It seems so simple, but we’re in a real arms race regarding virtualization techniques and technologies.

The difficulty is not so much to get something working, the main problem is to find the right tool for the right job.

Here I try to get a little order into the confusing forest of different technologies, maybe just to have something to use myself.

VMware, HyperV etc. pp

You could call this “legacy virtualization”. Big, chunky virtual machines, sharing resources with other virtual machines. We’ve had them since the 90s and they’re quite robust by now (well, HyperV being the newcomer isn’t that stable, but they’re working on it).

To be used: as a hardware server replacement as long as it doesn’t need “excess” amounts of:

  • CPU
  • memory
  • I/O

Explanation: if it uses much of one or more of the resources given, your VM will have an impact on other VMs on the same host, or it will be throttled. You don’t want either of those.

Vagrant

Can be used to provide “legacy virtualization” VMs in a half-automated manner, with possibilities to update a kind of template (the box) for whole groups of servers.

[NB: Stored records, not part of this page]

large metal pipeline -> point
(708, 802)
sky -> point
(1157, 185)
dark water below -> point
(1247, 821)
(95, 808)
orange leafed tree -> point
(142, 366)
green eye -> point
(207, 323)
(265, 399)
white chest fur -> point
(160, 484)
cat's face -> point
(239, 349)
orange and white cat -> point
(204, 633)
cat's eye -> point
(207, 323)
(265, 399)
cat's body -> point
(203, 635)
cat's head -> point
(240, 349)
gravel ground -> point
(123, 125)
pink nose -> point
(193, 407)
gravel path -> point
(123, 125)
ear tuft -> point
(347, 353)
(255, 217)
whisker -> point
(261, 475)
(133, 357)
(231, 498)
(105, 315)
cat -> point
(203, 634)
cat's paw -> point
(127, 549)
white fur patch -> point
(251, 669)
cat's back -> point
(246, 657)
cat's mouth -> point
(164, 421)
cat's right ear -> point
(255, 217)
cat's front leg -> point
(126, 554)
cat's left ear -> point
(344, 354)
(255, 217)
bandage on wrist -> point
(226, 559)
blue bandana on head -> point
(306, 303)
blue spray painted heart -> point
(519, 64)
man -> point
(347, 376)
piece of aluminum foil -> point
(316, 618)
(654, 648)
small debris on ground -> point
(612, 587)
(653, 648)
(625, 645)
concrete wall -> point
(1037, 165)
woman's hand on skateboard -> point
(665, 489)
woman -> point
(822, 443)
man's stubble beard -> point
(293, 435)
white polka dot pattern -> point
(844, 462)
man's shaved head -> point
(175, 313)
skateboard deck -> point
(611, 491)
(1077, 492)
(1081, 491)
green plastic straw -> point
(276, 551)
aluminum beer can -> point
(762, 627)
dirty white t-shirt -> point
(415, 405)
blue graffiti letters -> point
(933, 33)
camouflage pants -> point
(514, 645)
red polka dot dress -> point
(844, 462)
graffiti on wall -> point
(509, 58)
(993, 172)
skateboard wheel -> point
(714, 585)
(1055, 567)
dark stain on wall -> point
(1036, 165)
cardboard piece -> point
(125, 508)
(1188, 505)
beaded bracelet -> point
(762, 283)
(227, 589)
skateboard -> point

Usable in training or testing, but I wouldn’t build a production service on it. Why? For starters, rollback is - if possible - a real pain-in-the-behind process. Not that it should be, there is versioning and stuff but it’s not as easy as telling vagrant to just use the one-older-than-newest version of that image to build your service. It’s more of an automated way to build predefined VM installations.

Docker

Buzzword-bingo! Containers are in everybody’s mouth and on everybody’s machines. The question is if it is a technology to build your operations on. I’d argue that it is as long as you lock everything down, which in turn removes most of the advantages of containers.

There’s one exception: dynamic services (think kubernetes or swarm or something like that). If you have a (preferably stateless) service that can grow and shrink more or less on its own (this may come as a shock, but most can’t) there’s a lot of potential that containers can leverage underlying infrastructure to some kind of breathing mechanism.

However, techniques and software to do that are still quite young, and thus not that well tested.

Oh, btw. the technology itself isn’t that new, heard of BSD jails before? Yup, same thing.